XLVIII. Quadrato inteso il tradimento fatto a Mitradate, e regnare i traditori, chiama il consiglio, spone il fatto, domanda se si dee gastigare. Pochi guardavano all'onore pubblico; i più alla sicurezza, dicendo, doversi aver care le rabbie tra loro de’ forestieri, e seminar zizzanie; come spesso hanno usato i principi romani, donando a uno, e togliendo a un altro questa benedetta Armenia, per aizzarli. Farsi per noi, che Radamisto si tenga il male acquistato con odio e infamia, più tosto che Se l’avesse con gloria. Così fu deliberato; ma per non parere d’approvare tanta atrocitade (e forse Cesare sarebbe di altro animo), mandarono a dire a Farasmane, che dello stato armeno sgombrasse egli e il figliuolo.

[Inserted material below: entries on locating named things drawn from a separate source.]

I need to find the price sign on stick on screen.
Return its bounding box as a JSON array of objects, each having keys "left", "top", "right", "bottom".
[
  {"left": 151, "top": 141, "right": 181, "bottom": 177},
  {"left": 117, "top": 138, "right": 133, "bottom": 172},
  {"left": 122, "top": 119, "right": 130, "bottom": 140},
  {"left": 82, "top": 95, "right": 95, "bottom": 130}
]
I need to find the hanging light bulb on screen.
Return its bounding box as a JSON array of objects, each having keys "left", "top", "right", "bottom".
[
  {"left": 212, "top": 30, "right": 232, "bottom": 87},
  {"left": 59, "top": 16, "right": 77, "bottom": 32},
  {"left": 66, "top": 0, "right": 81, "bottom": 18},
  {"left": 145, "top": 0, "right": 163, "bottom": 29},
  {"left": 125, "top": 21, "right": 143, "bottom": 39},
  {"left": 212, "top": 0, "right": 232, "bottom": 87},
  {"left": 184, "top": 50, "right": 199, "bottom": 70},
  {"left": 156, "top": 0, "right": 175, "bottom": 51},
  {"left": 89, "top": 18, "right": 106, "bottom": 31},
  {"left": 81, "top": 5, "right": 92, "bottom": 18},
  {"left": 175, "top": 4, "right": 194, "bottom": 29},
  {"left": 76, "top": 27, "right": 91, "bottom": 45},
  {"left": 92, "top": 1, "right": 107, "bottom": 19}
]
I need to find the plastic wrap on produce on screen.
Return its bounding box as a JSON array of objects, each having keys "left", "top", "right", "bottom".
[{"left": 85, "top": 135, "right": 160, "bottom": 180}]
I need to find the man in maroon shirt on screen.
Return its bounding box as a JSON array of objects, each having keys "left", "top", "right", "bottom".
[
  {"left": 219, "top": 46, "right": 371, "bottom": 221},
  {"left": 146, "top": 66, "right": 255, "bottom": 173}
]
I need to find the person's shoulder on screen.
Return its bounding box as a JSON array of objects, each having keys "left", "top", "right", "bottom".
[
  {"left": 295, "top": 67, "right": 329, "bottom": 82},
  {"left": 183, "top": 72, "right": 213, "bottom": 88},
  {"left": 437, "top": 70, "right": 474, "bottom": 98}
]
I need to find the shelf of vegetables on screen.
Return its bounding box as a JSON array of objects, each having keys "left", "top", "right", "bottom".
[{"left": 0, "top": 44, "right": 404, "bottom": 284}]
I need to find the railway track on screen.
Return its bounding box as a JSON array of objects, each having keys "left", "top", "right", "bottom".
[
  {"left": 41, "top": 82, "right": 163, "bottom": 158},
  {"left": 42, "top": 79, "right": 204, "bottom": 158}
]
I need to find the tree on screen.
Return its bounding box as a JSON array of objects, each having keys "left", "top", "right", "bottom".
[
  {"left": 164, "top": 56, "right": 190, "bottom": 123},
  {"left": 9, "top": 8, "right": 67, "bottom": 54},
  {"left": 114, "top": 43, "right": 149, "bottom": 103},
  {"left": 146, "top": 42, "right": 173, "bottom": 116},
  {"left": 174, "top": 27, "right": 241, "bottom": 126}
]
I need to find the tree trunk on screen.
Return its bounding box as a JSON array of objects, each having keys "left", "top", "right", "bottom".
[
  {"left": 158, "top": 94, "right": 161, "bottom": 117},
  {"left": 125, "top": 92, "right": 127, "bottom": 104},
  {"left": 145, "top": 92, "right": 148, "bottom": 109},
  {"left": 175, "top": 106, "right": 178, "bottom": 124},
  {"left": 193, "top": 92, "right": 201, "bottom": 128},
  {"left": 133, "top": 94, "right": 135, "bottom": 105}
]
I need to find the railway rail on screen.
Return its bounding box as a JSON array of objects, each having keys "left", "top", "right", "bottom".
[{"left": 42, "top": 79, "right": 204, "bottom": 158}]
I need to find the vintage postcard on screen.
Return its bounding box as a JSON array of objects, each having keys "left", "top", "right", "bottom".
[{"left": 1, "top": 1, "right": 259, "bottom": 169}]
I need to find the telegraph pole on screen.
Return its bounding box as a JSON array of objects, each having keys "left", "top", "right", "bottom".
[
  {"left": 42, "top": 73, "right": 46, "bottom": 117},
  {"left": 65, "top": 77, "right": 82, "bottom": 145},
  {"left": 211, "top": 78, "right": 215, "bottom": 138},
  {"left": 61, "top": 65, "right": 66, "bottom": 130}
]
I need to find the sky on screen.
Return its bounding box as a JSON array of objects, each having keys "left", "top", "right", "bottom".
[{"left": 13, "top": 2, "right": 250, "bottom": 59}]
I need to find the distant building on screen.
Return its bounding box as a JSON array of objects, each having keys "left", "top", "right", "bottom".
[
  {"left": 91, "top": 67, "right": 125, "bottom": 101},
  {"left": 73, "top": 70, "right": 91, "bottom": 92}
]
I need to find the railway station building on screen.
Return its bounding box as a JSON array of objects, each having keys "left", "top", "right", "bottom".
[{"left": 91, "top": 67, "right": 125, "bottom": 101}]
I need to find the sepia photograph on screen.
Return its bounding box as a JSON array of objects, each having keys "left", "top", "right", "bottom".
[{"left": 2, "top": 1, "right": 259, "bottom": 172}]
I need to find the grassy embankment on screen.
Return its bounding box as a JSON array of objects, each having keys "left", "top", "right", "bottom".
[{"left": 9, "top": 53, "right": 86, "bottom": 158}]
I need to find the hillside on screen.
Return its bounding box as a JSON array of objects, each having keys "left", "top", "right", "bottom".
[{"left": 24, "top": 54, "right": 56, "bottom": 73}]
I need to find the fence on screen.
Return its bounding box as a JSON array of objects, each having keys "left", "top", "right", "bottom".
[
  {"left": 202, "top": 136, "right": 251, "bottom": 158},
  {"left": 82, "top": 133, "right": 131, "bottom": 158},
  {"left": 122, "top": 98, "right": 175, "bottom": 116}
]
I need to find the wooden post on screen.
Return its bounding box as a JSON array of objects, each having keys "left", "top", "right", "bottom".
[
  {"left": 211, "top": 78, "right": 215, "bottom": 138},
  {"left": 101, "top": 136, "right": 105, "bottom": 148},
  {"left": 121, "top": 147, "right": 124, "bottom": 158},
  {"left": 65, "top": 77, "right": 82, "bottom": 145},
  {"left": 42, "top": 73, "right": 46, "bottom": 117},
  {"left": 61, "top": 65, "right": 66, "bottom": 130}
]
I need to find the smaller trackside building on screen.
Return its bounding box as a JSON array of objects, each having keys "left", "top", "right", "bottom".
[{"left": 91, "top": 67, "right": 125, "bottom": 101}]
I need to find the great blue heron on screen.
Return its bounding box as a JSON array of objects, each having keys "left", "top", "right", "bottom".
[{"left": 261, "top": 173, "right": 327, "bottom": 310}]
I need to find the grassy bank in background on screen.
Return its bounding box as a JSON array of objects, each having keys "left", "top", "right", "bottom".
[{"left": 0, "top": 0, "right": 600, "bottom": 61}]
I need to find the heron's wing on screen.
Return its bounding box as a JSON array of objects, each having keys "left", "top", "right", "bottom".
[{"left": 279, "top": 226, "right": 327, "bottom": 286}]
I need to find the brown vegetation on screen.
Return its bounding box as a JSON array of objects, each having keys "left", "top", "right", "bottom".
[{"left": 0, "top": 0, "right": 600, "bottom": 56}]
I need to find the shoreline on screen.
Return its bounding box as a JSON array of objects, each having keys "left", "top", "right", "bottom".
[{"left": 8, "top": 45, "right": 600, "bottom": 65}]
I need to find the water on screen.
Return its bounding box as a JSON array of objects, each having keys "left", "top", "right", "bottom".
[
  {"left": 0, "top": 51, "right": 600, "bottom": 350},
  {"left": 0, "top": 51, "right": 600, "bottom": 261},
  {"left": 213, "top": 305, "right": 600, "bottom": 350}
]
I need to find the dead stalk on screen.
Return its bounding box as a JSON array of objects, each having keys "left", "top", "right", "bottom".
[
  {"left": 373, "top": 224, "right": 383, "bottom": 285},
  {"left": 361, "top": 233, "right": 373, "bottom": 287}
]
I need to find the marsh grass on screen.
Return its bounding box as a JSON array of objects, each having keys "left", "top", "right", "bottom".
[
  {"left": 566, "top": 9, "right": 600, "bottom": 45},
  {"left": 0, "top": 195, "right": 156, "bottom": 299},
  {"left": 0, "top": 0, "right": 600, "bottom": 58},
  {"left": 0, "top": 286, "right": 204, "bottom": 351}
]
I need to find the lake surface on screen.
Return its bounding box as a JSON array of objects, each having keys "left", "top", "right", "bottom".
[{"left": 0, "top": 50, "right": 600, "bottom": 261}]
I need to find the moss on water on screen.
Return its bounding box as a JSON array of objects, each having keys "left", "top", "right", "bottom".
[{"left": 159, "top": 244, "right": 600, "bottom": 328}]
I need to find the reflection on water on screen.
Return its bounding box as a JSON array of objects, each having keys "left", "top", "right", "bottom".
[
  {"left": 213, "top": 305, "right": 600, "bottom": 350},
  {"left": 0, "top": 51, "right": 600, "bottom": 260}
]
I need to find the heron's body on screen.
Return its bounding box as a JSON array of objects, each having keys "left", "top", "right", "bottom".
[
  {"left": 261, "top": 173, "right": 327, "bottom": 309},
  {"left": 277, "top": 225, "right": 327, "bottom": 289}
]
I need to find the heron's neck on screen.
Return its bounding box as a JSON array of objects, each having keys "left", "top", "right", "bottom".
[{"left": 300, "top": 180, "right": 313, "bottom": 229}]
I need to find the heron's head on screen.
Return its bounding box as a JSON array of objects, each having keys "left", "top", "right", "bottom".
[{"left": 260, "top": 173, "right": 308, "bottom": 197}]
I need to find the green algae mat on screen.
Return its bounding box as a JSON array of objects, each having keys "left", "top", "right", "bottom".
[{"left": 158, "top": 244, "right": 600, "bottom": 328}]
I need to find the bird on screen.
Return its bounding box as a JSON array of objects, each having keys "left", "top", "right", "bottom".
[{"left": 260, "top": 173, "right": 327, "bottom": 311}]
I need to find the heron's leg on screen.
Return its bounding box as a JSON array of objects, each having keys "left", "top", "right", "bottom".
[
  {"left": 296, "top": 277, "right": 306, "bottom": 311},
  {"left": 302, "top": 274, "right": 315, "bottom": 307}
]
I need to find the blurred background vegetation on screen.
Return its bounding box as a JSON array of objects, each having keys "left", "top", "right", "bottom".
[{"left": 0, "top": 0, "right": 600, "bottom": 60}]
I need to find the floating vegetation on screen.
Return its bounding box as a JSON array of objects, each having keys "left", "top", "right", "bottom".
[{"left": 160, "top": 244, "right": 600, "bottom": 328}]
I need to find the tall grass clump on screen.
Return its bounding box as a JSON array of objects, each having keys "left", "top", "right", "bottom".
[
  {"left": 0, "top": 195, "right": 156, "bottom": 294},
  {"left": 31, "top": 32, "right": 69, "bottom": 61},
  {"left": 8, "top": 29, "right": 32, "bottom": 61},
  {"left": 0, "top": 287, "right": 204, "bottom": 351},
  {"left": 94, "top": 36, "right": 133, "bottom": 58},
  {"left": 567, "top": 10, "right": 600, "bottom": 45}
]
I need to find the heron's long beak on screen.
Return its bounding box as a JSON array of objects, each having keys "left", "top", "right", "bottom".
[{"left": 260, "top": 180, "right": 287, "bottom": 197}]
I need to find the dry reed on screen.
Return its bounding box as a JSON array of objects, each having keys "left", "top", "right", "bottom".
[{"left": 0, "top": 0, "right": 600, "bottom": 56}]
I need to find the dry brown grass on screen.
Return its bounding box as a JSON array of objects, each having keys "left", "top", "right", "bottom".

XLIX. Era procurator di Cappadocia Giulio Peligno, d’animo vile, corpo ridicolo egualmente dispregevole, ma tutto di Claudio, che quando era privato, co’ visi da far ridere passava mattana. Costui, come volesse riaver l’Armenia, fa gente del paese: gli amici più che i nimici saccheggia; i suoi lo piantano, i Barbari l’assaliscono; scarso di partiti, ne va a Radamisto, per li cui presenti corrotto, lo esorta al prender lo scettro reale, e al prenderlo assiste e serve. Divolgatasi tanta vergogna, a fin che tutti non fosser creduti di questa razza, vi fu mandato Elvidio Prisco con una legione a riparare per allora. Passò a fretta il Monte Tauro; e già, molte, cose avendo accomodate più con dolcezza che forza, fu fatto ritornare in Soria per non la romper coi Parti.